It wasn’t a trade that happened, but the one that didn’t happen. And it still haunts Kendrick Perkins.
Discussing the most unexpected trades late in their NBA careers with Channing Frye, Richard Jefferson, and Allie Clifton on Road Trippin’, Perk expressed nearly as much disdain for a former New Orleans Pelicans executive as he does — or at least did have — for Charles Barkley.
“Mine was the trade that didn’t happen,” Perkins began. “So, I’m playing for the Pelicans, and it probably cost me a championship, to be honest with you. Either way, it did. So, I’m playing with the Pelicans and I’m backing up Alexis Ajinça, Ömer Aşık. I’m like a veteran in the locker room. This is when I developed the relationship with Anthony Davis, Jrue Holiday, etc. I’m with the Pelicans. We’re not winning sh*t.
“At the time, Dell Demps, by the way, I don’t have a lot of people that I hate. I despise him, and I wish the worst for him in the basketball space. And I’m not afraid to say it. I would tell him in his face. I can’t stand that motherf*cker. I can’t. He’s a liar. He done lied to so many people. He’s a snake, and I hate him.”
Why? Because at the 2015-16 trade deadline, everything was in motion. LeBron James rolled through New Orleans, telling his former Cleveland teammate, “We’re about to come get you, motherf*cker. We want you part of the team, part of the bench.”
Perkins was ready, waiting on that call.
Kevin Durant texted him, letting him know OKC wanted him back, too. Perk says Cleveland reportedly offered a second-round pick for him that year, the same year the Cavs erased a 3-1 Finals deficit to win it all in 2016, while OKC blew a 3-1 lead against Golden State. State. Both teams wanted him back as a veteran steadying presence in the locker room.
Except it never happened.
“Dell Demps comes to me and says, ‘I’m not trading you, Perk. We’re not trading you. We want you here for our locker room. You’re going to retire a Pelican,'” Perkins recalls the then-general manager telling him. “I’m like, ‘Oh, okay.
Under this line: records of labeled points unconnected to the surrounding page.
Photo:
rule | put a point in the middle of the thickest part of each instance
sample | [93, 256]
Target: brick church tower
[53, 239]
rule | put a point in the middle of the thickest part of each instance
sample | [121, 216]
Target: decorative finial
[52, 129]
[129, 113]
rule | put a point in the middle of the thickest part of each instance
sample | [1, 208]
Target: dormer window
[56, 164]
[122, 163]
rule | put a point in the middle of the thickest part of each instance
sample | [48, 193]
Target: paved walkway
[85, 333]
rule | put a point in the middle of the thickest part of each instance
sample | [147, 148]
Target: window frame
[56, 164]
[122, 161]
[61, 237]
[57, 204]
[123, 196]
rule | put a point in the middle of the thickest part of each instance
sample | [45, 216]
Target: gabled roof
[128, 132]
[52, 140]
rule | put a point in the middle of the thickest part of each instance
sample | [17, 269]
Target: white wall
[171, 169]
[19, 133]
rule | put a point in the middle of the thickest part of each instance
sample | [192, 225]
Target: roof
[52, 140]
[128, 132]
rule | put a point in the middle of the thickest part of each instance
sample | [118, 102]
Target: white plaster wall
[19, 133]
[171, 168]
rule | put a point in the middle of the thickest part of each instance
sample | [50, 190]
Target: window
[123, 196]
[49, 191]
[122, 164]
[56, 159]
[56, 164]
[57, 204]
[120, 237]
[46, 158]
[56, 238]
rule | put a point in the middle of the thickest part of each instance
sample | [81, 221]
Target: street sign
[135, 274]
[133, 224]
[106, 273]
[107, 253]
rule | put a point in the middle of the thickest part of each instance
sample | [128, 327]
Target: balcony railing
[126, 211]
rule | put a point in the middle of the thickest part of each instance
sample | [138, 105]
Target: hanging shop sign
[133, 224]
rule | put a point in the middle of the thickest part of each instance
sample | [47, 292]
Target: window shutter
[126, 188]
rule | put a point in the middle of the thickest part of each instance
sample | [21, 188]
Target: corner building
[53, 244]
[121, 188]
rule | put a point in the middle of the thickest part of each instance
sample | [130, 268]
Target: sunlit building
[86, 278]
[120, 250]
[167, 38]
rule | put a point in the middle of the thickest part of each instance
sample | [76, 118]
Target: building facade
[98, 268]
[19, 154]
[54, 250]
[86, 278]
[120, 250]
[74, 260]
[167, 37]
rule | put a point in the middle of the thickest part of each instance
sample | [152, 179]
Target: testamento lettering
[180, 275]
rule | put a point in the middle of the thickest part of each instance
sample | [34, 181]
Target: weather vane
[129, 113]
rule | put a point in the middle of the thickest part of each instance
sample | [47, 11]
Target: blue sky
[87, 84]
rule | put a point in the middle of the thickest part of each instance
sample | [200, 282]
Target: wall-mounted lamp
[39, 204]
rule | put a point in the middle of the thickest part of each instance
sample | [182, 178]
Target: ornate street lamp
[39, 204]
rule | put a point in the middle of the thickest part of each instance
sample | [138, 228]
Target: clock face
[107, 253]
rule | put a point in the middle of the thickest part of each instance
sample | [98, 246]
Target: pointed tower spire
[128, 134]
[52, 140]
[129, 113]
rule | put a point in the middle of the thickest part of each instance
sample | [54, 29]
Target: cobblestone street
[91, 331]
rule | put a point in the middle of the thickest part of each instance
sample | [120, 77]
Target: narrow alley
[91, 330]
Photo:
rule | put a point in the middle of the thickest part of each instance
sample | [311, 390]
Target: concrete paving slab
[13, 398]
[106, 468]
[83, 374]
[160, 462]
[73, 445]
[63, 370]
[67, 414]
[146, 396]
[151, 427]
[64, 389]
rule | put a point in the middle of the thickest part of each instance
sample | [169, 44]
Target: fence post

So you telling me?’ He’s like, ‘Yeah, we want you here for the next two years. Retire. We’re gonna have a plan.’ So, I’m like, ‘Oh sh*t, I get two more years without having to worry?’ Because at that point, I don’t know where my career is going to be honest with y’all. At that point, it’s like vet minimum, and once you get on vet minimum, you’re stuck on vet minimum.”
Both teams were ready to make a move, but it never happened. Perkins figured he was staying in New Orleans. He even turned down a vet-minimum offer from his hometown Rockets — a chance to play with James Harden — because he’d already given his word to Demps.
It was nearly the next season before Perkins heard from Demps, but he had to do the reaching out. That’s how he learned the plan, unbeknownst to him, had changed. The ugly side of the basketball business showed itself as Demps told him it was time to let the young guys run the show, and Perkins wouldn’t be coming back.
“I was like, ‘What the f*ck?'” Perkins said. “I cussed his motherf*cking ass out right there on the phone. I cussed him out. So, I hung up, and truth be told, right then, I had no more options. So, that next year, I was completely out of the league. Now, you done possibly cost me a championship. I did turn down one of the teams that had a deal on the table, and was ready to sign. At the beginning of free agency, the Rockets contacted me like, ‘Hey, we got a vet minimum on the table for you. Right now. Stay in Houston.’ That next year, I had no job.”
That phone call basically ended Perkins’ NBA career.
“I’m not blaming him for the direction my NBA career went, but he played a huge f*cking part,” Perk added. “And he took at least one or two years off of my career, while I could’ve been on the bench, averaging 1500 f*cking claps. But, instead, he shortened my career by being a snake and lying… I can’t stand him. He knows it. I saw him in Minnesota when they was playing, because he works in the front office in Minnesota, and the motherf*cker couldn’t even look at me. Straight up.”
Kendrick Perkins never got his final run. He ended up begging Ty Lue for a training camp invite just to keep his NBA hopes alive. That door stayed slightly open, but it never turned into the chance Demps had already taken away from him. While one door closed on his basketball career, another opened at ESPN.
And the man who effectively shut that door on his playing career still can’t look him in the eye.